JAMA Surg. 2013 Feb;148(2):109-15. doi: 10.1001/2013.jamasurg.316.
To assess anxiety and depression symptoms, suicidal ideation, and health-related quality of life (HRQOL) in a large series of consecutive patients with primary hyperparathyroidism (pHPT) before and after parathyroidectomy.
This prospective multicenter study investigated preoperative and postoperative depression, anxiety, suicidal ideation, and HRQOL in patients with pHPT and compared these variables with a control group with nontoxic thyroid nodules.
The study included 194 patients with pHPT and 186 control subjects.
Depression was evaluated with the Hospital Anxiety and Depression Scale (HADS) and the Patient Health Questionnaire-9, which also assessed suicidal ideation. Anxiety was evaluated with the HADS. Health-related quality of life was measured with the 36-Item Short Form survey.
Parathyroidectomy achieved a 98% cure rate. Preoperatively, severe depression (HADS score ≥ 11) was seen in 20% of the pHPT group and 9% of the control group. The Patient Health Questionnaire-9 detected moderate to severe depression in 17% of the patients with pHPT and 7% of the control subjects. Patients with pHPT had higher HADS anxiety scores (mean, 7.7) than control subjects (P < .01) or the German normative sample (P < .001).
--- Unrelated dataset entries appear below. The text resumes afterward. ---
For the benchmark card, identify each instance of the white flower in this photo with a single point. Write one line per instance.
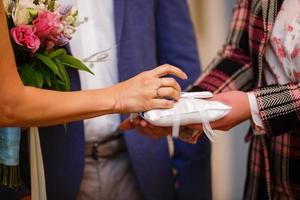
(21, 13)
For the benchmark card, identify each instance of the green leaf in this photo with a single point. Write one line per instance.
(39, 78)
(56, 53)
(32, 77)
(70, 61)
(26, 72)
(49, 63)
(64, 74)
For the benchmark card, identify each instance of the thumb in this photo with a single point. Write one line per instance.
(126, 125)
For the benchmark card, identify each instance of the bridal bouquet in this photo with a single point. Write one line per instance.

Compared with control subjects, patients with pHPT had significantly lower 36-Item Short Form survey preoperative physical and mental health summary scores (42.7 vs 49.5 and 41.2 vs 46.8, respectively; P = .001 for both comparisons). At 12 months follow-up, depression and anxiety decreased significantly in patients with pHPT; the prevalence of suicidal ideation was more than halved from the baseline (10.7% vs 22%; P = .008). Both physical and mental health scores (45.7 and 47.7, respectively) improved in patients with pHPT (P < .001 each) but not in control subjects.
Depression, anxiety, and decreased HRQOL appear to be related to pHPT. Successful parathyroidectomy seems to reduce psychopathologic symptoms and improve HRQOL in this setting.
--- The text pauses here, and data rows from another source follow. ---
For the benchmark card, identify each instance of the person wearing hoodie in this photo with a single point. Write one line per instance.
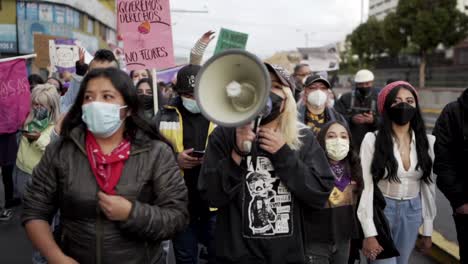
(313, 108)
(261, 194)
(301, 71)
(359, 106)
(451, 150)
(183, 125)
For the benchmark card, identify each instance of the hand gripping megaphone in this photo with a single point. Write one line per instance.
(232, 89)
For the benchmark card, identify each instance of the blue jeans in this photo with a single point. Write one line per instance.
(200, 231)
(404, 218)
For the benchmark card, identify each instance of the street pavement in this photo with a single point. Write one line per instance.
(15, 247)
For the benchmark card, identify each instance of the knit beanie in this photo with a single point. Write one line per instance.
(386, 91)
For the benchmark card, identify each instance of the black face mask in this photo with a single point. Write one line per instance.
(147, 101)
(402, 113)
(364, 91)
(276, 102)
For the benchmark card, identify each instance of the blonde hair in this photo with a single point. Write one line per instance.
(289, 125)
(46, 95)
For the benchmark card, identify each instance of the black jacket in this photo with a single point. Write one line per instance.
(151, 180)
(260, 216)
(451, 151)
(349, 107)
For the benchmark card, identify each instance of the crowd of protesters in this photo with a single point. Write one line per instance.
(104, 176)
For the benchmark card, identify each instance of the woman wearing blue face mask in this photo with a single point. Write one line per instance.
(36, 132)
(114, 179)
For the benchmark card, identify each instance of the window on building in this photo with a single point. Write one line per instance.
(102, 31)
(90, 27)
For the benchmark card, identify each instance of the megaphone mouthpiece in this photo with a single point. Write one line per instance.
(234, 89)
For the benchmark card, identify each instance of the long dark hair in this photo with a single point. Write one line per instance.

评估原发性甲状旁腺功能亢进症(pHPT)患者甲状旁腺切除术前和术后的焦虑、抑郁症状、自杀意念和健康相关生活质量(HRQOL)。
这项前瞻性多中心研究调查了 pHPT 患者术前和术后的抑郁、焦虑、自杀意念和 HRQOL,并将这些变量与非毒性甲状腺结节对照组进行了比较。
该研究纳入了 194 例 pHPT 患者和 186 例对照组患者。
采用医院焦虑抑郁量表(HADS)和患者健康问卷-9(同时评估自杀意念)评估抑郁;采用 HADS 评估焦虑;采用 36 项简短健康调查问卷评估 HRQOL。
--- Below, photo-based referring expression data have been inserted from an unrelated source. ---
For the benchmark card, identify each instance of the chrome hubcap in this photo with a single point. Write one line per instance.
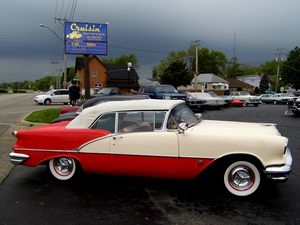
(241, 178)
(63, 166)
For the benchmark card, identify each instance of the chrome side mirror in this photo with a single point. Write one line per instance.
(182, 127)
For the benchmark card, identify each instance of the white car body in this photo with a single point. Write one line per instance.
(245, 96)
(210, 99)
(53, 96)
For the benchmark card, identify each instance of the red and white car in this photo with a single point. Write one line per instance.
(156, 138)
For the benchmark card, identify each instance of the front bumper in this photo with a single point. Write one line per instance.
(17, 158)
(280, 173)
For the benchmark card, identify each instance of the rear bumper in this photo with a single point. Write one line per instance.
(17, 158)
(280, 173)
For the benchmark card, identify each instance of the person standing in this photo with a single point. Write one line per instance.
(74, 93)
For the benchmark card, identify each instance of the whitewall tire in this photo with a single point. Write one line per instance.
(242, 178)
(62, 168)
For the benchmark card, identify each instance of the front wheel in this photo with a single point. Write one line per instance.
(241, 178)
(62, 168)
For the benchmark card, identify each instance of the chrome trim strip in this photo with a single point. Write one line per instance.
(44, 150)
(17, 158)
(280, 172)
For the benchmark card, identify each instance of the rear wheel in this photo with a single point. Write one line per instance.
(241, 178)
(62, 168)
甲状旁腺切除术的治愈率为 98%。术前,pHPT 组有 20%的患者出现严重抑郁(HADS 评分≥11),而对照组有 9%的患者出现严重抑郁。pHPT 组 17%的患者存在中重度抑郁,而对照组有 7%的患者存在中重度抑郁。与对照组相比,pHPT 组患者的 HADS 焦虑评分(平均 7.7)更高(P<0.01)或高于德国常模样本(P<0.001)。与对照组相比,pHPT 组患者术前 36 项简短健康调查问卷的生理和心理健康综合评分明显更低(分别为 42.7 对 49.5 和 41.2 对 46.8;两者均 P<0.001)。在 12 个月的随访中,pHPT 患者的抑郁和焦虑显著下降;自杀意念的发生率从基线时的 10.7%降至 5.2%(P=0.008)。pHPT 患者的生理和心理健康评分(分别为 45.7 和 47.7)均有所改善(两者均 P<0.001),但对照组患者无此改善。
抑郁、焦虑和 HRQOL 降低似乎与 pHPT 有关。甲状旁腺切除术成功似乎可减轻此类患者的精神病理症状并改善其 HRQOL。